Les neurosciences au secours des difficultés scolaires
Les neurosciences peuvent expliquer des difficultés scolaires. Mais pour certains, elles vont trop loin.
C’est par l’étude des « dys » (dyslexie, dysphasie, dyscalculie, dyspraxie, troubles de l’attention…) que les neurosciences ont fait leur entrée dans le monde de l’éducation. Grâce à l’imagerie cérébrale, elles ont détecté chez certains enfants des différences de comportements cérébraux, et identifié des troubles de l’apprentissage. Les images du cerveau des enfants « DYS » ont ainsi montré qu’ils sont parfois « en double tâche », c’est-à-dire qu’ils doivent mettre leur énergie dans une mission qu’on ne soupçonne pas, comme déchiffrer des mots que nous lisons automatiquement, ou encore se concentrer sur la manipulation du compas, en plus d’exécuter la consigne. « Les neurosciences font remonter les difficultés que rencontrent certains élèves au niveau cognitif : elles objectivent par exemple pourquoi ils peinent en mathématiques ou à se repérer dans l’espace », explique Caroline Huron, chercheuse au laboratoire de neuro-imagerie cognitive et spécialiste de la dyspraxie.
Comprendre la dyspraxie
La dyspraxie, aussi fréquente que la dyslexie selon la scientifique, touche à l’apprentissage et à la coordination des gestes. Elle rend difficile le fait d’enfiler un vêtement, de couper sa viande, de faire du vélo… mais aussi d’écrire. « Or aujourd’hui dans l’école française, tout passe par l’écriture : prendre ses leçons, passer les évaluations… Résultat, ces élèves sont en difficulté scolaire alors qu’ils ne comprennent pas moins bien que les autres », explique Caroline Huron, fondatrice du Cartable fantastique (voir encadré). Un enfant dyspraxique est en effet capable de saisir les concepts mathématiques ou géométriques, à condition que son apprentissage ne passe pas par la manipulation d’un compas ou d’une règle. Concrètement, pour lui, le simple fait de chercher la bonne page d’un exercice dans un manuel et de suivre la consigne (qui commence souvent par « recopier la phrase » ou « entourer le verbe ») sont des tâches qui requièrent une énergie supplémentaire. Afin que ces élèves « ne soient pas empêchés par leur trouble du geste », Caroline Huron propose d’utiliser des manuels numériques, où l’on peut taper le numéro de la page, puis cliquer tout simplement sur le verbe (au lieu de l’entourer).
Des méthodes inadaptées plutôt que des difficultés conceptuelles
En bref, les neurosciences expliquent que les difficultés d’apprentissage de ces enfants ne sont pas forcément conceptuelles, mais viennent des méthodes d’apprentissage.
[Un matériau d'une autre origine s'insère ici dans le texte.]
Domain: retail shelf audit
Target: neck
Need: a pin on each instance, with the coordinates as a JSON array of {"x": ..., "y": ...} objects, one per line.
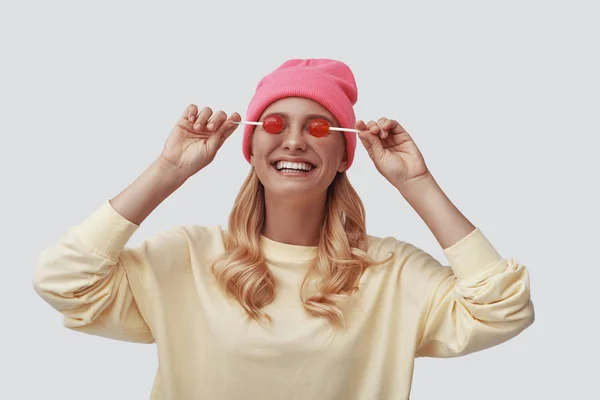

Ainsi un enfant dyspraxique n’a pas une simple difficulté à écrire – qui pourrait être corrigée par des exercices répétés – mais une gêne réelle à l’égard du geste en général. De même, la dyslexie ne se résout pas à force d’entraînement à la lecture pendant des heures. Il est nécessaire d’adapter les méthodes à ces enfants.
Les difficultés scolaires érigées en pathologie
« Pour les élèves effectivement concernés par un fonctionnement cérébral particulier, il est positif que les neurosciences viennent comprendre et adaptent les méthodes », salue Stanislas Morel, maître de conférences en sciences de l’éducation. Mais le sociologue regrette la place croissante que prend cette explication pathologique pour justifier les problèmes scolaires.
Il y aurait un accroissement du recours aux troubles « dys » pour justifier des difficultés scolaires.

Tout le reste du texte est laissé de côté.